There are many more nice tricks we can do with Brunch which are not covered in this guide. Here are just a few:

  • It is possible to have multiple build targets, for example, app.js for our code and vendor.js for third-party libraries
  • It is possible to control the order of concatenation of files. This might be necessary when working with JS files in vendor if they depend on each other.
  • Instead of manually copying third-party libraries into web/static/vendor we can use Bower to download and install them.

Should we want one of these, please read Brunch documentation.

Phoenix Without Brunch

Should we decide not to use Brunch in our new Phoenix project, run the project generator task with option --no-brunch:

mix phoenix.new --no-brunch my_project

Using Another Asset Management System in Phoenix

To integrate another asset management system with Phoenix we will need to

  • configure that asset management system to put built assets into priv/static/.
  • let Phoenix know how to run a command which would watch asset source files and build assets on each change

While the first point is clear, how does Phoenix know which command to run to launch an asset build tool in watch mode? If we open config/dev.exs we will find configuration key :watchers. :watchers is a list of tuples containing an executable and its arguments. That is, with a config like the following:

  watchers: [node: ["node_modules/brunch/bin/brunch", "watch"]]

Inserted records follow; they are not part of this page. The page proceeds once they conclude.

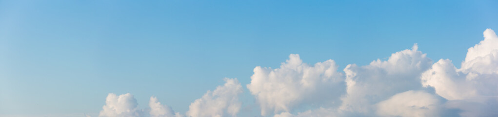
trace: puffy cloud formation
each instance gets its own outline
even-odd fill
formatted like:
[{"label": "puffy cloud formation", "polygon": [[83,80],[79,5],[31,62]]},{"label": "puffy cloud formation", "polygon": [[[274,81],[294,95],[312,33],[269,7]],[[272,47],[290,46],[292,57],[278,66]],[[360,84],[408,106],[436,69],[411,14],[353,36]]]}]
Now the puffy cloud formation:
[{"label": "puffy cloud formation", "polygon": [[377,113],[382,117],[437,117],[441,102],[432,94],[408,91],[396,94],[377,104]]},{"label": "puffy cloud formation", "polygon": [[117,96],[109,94],[106,98],[106,105],[102,107],[99,117],[142,117],[143,112],[137,109],[136,100],[130,94]]},{"label": "puffy cloud formation", "polygon": [[247,88],[263,116],[288,112],[305,103],[320,105],[338,99],[344,92],[343,75],[337,67],[332,60],[310,66],[303,63],[299,55],[291,54],[279,68],[255,67]]},{"label": "puffy cloud formation", "polygon": [[242,86],[237,79],[225,78],[226,83],[213,92],[208,91],[202,98],[196,100],[189,107],[189,117],[224,117],[225,114],[234,117],[239,113],[242,103],[239,95]]},{"label": "puffy cloud formation", "polygon": [[484,33],[460,69],[448,59],[432,64],[415,45],[385,61],[347,66],[347,94],[338,109],[275,117],[498,116],[498,38],[490,29]]},{"label": "puffy cloud formation", "polygon": [[347,94],[340,110],[369,114],[376,108],[374,105],[396,94],[421,89],[420,74],[432,61],[418,48],[415,44],[411,50],[392,54],[387,61],[377,59],[365,66],[348,65],[344,69]]},{"label": "puffy cloud formation", "polygon": [[[226,83],[218,86],[213,92],[208,91],[202,98],[196,100],[187,112],[188,117],[236,116],[242,103],[239,95],[242,93],[242,86],[237,79],[225,78]],[[106,99],[99,117],[181,117],[183,115],[174,113],[171,108],[161,104],[155,97],[151,97],[149,109],[138,109],[138,104],[133,95],[125,94],[119,96],[109,94]],[[148,115],[144,114],[148,112]],[[228,114],[227,115],[225,114]]]},{"label": "puffy cloud formation", "polygon": [[150,117],[181,117],[179,113],[173,114],[174,112],[171,108],[167,106],[161,104],[158,102],[157,98],[155,97],[151,97],[149,101],[149,107],[150,108],[150,111],[149,114]]},{"label": "puffy cloud formation", "polygon": [[[278,68],[255,67],[247,86],[263,116],[498,117],[498,37],[490,29],[484,34],[460,69],[448,59],[433,64],[415,44],[385,61],[348,65],[344,73],[333,60],[310,65],[291,54]],[[225,80],[192,103],[186,116],[237,116],[242,86]],[[149,106],[139,110],[130,94],[110,94],[99,116],[183,116],[154,97]]]},{"label": "puffy cloud formation", "polygon": [[461,68],[441,59],[421,77],[424,86],[433,87],[462,116],[498,116],[491,111],[498,108],[498,37],[491,29],[484,34],[484,40],[469,48]]}]

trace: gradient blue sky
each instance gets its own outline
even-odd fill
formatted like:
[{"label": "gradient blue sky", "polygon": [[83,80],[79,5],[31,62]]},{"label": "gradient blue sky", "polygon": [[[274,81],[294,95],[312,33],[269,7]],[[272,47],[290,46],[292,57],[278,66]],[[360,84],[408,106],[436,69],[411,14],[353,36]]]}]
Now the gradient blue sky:
[{"label": "gradient blue sky", "polygon": [[[96,114],[110,93],[151,96],[176,112],[289,54],[339,70],[408,49],[457,67],[493,0],[0,0],[0,115]],[[259,115],[258,111],[253,110]],[[244,111],[241,111],[244,114]]]}]

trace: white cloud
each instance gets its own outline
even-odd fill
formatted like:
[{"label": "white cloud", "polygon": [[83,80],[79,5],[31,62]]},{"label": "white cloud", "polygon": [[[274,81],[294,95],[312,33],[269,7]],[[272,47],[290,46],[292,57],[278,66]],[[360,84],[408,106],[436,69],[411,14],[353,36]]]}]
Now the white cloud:
[{"label": "white cloud", "polygon": [[296,106],[333,103],[344,90],[343,75],[337,67],[332,60],[310,66],[299,55],[291,54],[279,68],[255,67],[247,88],[263,116],[288,112]]},{"label": "white cloud", "polygon": [[224,117],[225,114],[236,116],[242,103],[239,95],[242,93],[242,86],[237,79],[225,78],[226,83],[216,88],[213,92],[208,91],[202,98],[196,100],[189,107],[189,117]]},{"label": "white cloud", "polygon": [[490,29],[484,40],[469,49],[462,68],[441,59],[423,74],[425,87],[448,100],[447,108],[461,110],[464,117],[498,116],[498,37]]},{"label": "white cloud", "polygon": [[343,117],[336,113],[336,110],[332,108],[320,108],[313,111],[309,110],[299,113],[294,116],[288,112],[284,112],[275,115],[274,117]]},{"label": "white cloud", "polygon": [[362,67],[348,65],[344,69],[347,94],[342,98],[341,112],[368,114],[376,108],[374,105],[394,94],[421,89],[420,73],[432,61],[417,49],[415,44],[411,50],[392,54],[387,61],[377,59]]},{"label": "white cloud", "polygon": [[179,113],[174,113],[171,108],[161,105],[161,103],[158,102],[157,98],[153,96],[150,97],[150,100],[149,101],[149,107],[150,108],[150,111],[149,112],[150,117],[182,116]]},{"label": "white cloud", "polygon": [[102,107],[99,117],[142,117],[143,111],[137,109],[138,105],[133,95],[129,93],[119,96],[109,94],[106,98],[106,105]]},{"label": "white cloud", "polygon": [[377,104],[377,113],[382,117],[438,117],[439,99],[423,91],[399,93]]},{"label": "white cloud", "polygon": [[[415,44],[385,61],[348,65],[344,73],[333,60],[309,65],[291,54],[278,68],[255,67],[247,86],[263,116],[497,117],[498,37],[490,29],[484,34],[460,69],[448,59],[432,64]],[[237,116],[242,86],[237,79],[225,80],[192,103],[186,115]],[[183,117],[154,97],[150,110],[137,105],[129,94],[110,94],[99,117]],[[308,111],[294,112],[300,110]]]}]

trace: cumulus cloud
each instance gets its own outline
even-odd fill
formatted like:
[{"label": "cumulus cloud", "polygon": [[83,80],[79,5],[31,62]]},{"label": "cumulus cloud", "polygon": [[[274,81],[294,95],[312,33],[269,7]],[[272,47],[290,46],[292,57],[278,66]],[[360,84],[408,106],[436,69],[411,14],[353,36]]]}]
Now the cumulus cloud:
[{"label": "cumulus cloud", "polygon": [[498,37],[491,29],[484,40],[469,49],[462,67],[441,59],[423,73],[422,84],[449,100],[447,108],[459,109],[464,117],[498,116]]},{"label": "cumulus cloud", "polygon": [[344,92],[343,75],[332,60],[310,66],[291,54],[280,68],[256,67],[247,88],[261,108],[261,115],[288,112],[296,106],[333,103]]},{"label": "cumulus cloud", "polygon": [[[240,110],[242,103],[239,95],[242,93],[242,86],[237,79],[225,78],[226,83],[218,86],[213,92],[208,91],[202,98],[196,100],[187,112],[188,117],[235,117]],[[144,113],[148,112],[148,115]],[[228,114],[228,115],[226,114]],[[138,109],[138,104],[133,95],[128,93],[117,96],[109,94],[106,99],[99,117],[181,117],[180,113],[175,113],[171,108],[163,105],[155,97],[151,97],[149,108]]]},{"label": "cumulus cloud", "polygon": [[421,91],[399,93],[377,104],[377,113],[382,117],[437,117],[441,101],[432,94]]},{"label": "cumulus cloud", "polygon": [[237,79],[225,78],[226,83],[213,92],[208,91],[202,98],[196,100],[187,112],[189,117],[235,117],[239,113],[242,103],[239,95],[242,93],[242,86]]},{"label": "cumulus cloud", "polygon": [[161,105],[155,97],[150,97],[149,107],[150,108],[150,111],[149,112],[150,117],[182,117],[179,113],[174,113],[171,108]]},{"label": "cumulus cloud", "polygon": [[133,95],[129,93],[120,96],[109,94],[99,117],[142,117],[143,111],[138,109],[138,105]]},{"label": "cumulus cloud", "polygon": [[[415,44],[386,60],[348,65],[344,72],[332,60],[310,65],[291,54],[277,69],[255,67],[247,87],[262,116],[498,117],[498,37],[490,29],[484,35],[459,69],[449,59],[433,64]],[[237,116],[242,86],[225,80],[192,103],[186,116]],[[154,97],[146,111],[129,94],[110,94],[106,104],[99,117],[183,116]]]},{"label": "cumulus cloud", "polygon": [[369,114],[376,108],[374,104],[396,94],[421,89],[420,73],[432,61],[418,48],[415,44],[411,50],[392,54],[387,61],[377,59],[365,66],[348,65],[344,69],[347,94],[342,99],[341,111]]}]

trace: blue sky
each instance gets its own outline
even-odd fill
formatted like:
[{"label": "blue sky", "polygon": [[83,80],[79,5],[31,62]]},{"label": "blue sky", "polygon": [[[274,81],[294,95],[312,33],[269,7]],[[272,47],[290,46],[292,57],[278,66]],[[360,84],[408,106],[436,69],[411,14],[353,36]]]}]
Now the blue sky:
[{"label": "blue sky", "polygon": [[460,68],[483,32],[498,29],[497,4],[0,0],[0,115],[98,114],[111,93],[132,94],[141,108],[154,96],[185,113],[226,77],[242,84],[243,110],[256,107],[241,114],[259,115],[246,87],[256,66],[299,54],[342,71],[418,43],[434,62]]}]

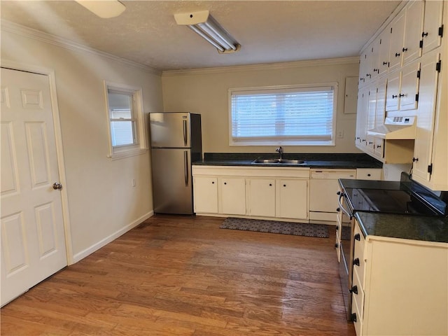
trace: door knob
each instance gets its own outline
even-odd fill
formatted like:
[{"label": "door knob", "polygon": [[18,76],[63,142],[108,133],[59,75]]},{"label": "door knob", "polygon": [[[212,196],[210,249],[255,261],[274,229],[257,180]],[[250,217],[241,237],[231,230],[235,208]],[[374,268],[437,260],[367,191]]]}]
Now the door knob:
[{"label": "door knob", "polygon": [[53,189],[55,189],[55,190],[60,190],[61,189],[62,189],[62,185],[58,182],[55,182],[53,183]]}]

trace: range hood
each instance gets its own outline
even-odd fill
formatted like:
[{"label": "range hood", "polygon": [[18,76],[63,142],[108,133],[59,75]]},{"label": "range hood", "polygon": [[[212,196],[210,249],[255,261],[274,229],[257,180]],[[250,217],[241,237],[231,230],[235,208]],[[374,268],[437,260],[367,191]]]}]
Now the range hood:
[{"label": "range hood", "polygon": [[394,140],[414,139],[416,117],[386,117],[384,124],[368,130],[368,135]]}]

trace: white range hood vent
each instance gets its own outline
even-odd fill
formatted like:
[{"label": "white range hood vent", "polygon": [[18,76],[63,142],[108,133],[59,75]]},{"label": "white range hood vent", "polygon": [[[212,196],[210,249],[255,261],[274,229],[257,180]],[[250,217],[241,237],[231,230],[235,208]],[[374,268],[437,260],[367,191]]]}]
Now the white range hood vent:
[{"label": "white range hood vent", "polygon": [[384,124],[369,130],[368,135],[381,139],[405,140],[414,139],[416,117],[387,117]]}]

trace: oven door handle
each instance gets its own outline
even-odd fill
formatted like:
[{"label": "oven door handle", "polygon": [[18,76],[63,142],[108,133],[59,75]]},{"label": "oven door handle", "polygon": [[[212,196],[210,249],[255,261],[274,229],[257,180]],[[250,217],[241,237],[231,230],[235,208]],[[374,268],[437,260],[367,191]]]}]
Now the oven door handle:
[{"label": "oven door handle", "polygon": [[341,210],[342,210],[346,215],[347,215],[349,218],[350,220],[351,220],[351,219],[353,218],[353,216],[350,214],[350,213],[345,209],[345,208],[342,206],[342,202],[341,202],[341,200],[342,200],[342,197],[344,197],[344,192],[341,192],[339,195],[339,198],[337,199],[337,203],[339,204],[339,207],[341,209]]}]

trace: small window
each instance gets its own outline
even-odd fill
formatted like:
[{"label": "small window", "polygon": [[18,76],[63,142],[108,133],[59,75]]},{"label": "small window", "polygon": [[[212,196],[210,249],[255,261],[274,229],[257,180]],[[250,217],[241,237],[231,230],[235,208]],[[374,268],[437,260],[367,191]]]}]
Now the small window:
[{"label": "small window", "polygon": [[141,90],[105,83],[113,158],[144,153],[146,149]]},{"label": "small window", "polygon": [[230,146],[334,146],[337,83],[230,89]]}]

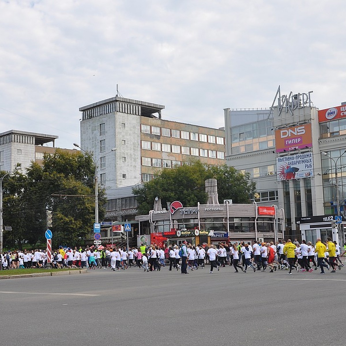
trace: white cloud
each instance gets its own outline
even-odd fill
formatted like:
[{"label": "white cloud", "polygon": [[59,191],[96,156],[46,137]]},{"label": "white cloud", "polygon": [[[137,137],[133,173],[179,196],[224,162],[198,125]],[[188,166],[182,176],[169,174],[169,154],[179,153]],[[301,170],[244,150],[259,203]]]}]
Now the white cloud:
[{"label": "white cloud", "polygon": [[313,90],[346,100],[344,2],[0,0],[0,126],[79,140],[82,106],[124,96],[218,127],[223,109]]}]

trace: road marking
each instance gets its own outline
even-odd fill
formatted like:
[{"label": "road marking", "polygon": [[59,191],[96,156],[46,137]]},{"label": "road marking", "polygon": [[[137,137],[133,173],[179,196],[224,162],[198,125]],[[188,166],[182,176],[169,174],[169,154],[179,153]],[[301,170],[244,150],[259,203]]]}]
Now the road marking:
[{"label": "road marking", "polygon": [[295,280],[296,281],[302,281],[303,280],[306,280],[307,281],[325,281],[326,280],[327,280],[329,281],[346,281],[346,279],[294,279],[293,278],[292,279],[274,279],[274,280]]},{"label": "road marking", "polygon": [[15,292],[0,291],[0,293],[10,293],[15,294],[43,294],[46,295],[80,295],[84,297],[94,297],[101,294],[91,294],[87,293],[49,293],[43,292]]}]

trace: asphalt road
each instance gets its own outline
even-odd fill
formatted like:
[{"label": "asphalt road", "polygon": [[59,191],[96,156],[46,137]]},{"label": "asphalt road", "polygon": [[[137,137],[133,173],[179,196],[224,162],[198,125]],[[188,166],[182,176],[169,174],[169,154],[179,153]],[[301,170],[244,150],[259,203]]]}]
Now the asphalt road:
[{"label": "asphalt road", "polygon": [[184,275],[166,267],[2,280],[0,339],[25,346],[343,344],[345,270],[287,272],[227,267]]}]

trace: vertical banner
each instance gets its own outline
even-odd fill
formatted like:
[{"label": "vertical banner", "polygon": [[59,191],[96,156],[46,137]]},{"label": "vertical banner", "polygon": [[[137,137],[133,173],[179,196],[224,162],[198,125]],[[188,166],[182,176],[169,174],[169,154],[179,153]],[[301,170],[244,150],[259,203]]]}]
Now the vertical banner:
[{"label": "vertical banner", "polygon": [[52,239],[47,240],[47,262],[52,263]]}]

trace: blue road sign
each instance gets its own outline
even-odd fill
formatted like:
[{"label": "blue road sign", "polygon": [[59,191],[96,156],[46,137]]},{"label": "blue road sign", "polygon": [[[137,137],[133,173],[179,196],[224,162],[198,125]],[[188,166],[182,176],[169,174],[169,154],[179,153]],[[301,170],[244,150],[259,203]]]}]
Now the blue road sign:
[{"label": "blue road sign", "polygon": [[50,229],[47,229],[44,233],[44,236],[46,239],[51,239],[53,236],[53,234]]},{"label": "blue road sign", "polygon": [[101,231],[101,224],[94,224],[94,233],[99,233]]},{"label": "blue road sign", "polygon": [[111,221],[101,221],[101,226],[111,226],[113,222]]},{"label": "blue road sign", "polygon": [[342,216],[341,215],[335,216],[335,223],[336,224],[341,224],[343,220],[342,218]]}]

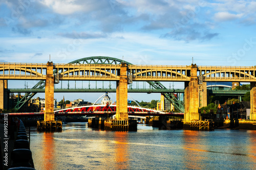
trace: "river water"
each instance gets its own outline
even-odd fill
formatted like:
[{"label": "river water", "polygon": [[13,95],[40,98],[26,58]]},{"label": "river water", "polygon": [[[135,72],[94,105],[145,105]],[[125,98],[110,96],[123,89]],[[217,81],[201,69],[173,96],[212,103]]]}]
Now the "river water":
[{"label": "river water", "polygon": [[256,131],[94,130],[87,123],[61,132],[32,129],[36,169],[255,169]]}]

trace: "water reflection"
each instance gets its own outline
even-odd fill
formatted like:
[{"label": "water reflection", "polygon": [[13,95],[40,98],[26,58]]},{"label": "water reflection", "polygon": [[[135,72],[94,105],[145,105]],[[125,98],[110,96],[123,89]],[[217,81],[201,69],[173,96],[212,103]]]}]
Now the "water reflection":
[{"label": "water reflection", "polygon": [[[198,134],[201,132],[197,131],[184,131],[183,148],[185,151],[184,165],[186,169],[201,169],[201,163],[203,159],[203,153],[201,150],[200,142],[198,140]],[[199,152],[198,152],[199,151]]]},{"label": "water reflection", "polygon": [[42,155],[45,169],[55,169],[55,149],[53,133],[45,132],[42,135]]},{"label": "water reflection", "polygon": [[129,145],[127,141],[127,132],[115,132],[115,158],[116,169],[127,169]]}]

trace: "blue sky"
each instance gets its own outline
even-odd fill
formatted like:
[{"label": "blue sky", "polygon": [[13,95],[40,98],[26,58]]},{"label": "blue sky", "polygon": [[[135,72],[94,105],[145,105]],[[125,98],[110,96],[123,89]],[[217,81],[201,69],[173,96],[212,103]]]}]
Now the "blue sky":
[{"label": "blue sky", "polygon": [[0,0],[0,62],[254,66],[255,9],[253,1]]}]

the command launched in the development mode is

node node_modules/brunch/bin/brunch  watch

Let's see how we can integrate Webpack to work with Phoenix. First we generate a project without Brunch support:

mix phoenix.new --no-brunch my_project

or remove Brunch from the project:

rm brunch-config.js && rm -rf node_modules/*

Modify package.json:

{
  "devDependencies": {
    "webpack": "^1.11.0"
  }
}

Install webpack:

npm install

Create webpack configuration file webpack.config.js:

module.exports = {
  entry: "./web/static/js/app.js",
  output: {
    path: "./priv/static/js",
    filename: "app.js"
  }
};

Now let's let Phoenix know how to run Webpack. Replace the :watchers definition by the following:

watchers: [node: ["node_modules/webpack/bin/webpack.js", "--watch", "--color"]]

When we restart Phoenix, webpack will be rebuilding assets as they are changed.

Please note that this configuration is very basic. This is just a demonstration of how another asset build tool can be integrated with Phoenix. Please refer to Webpack documentation for details.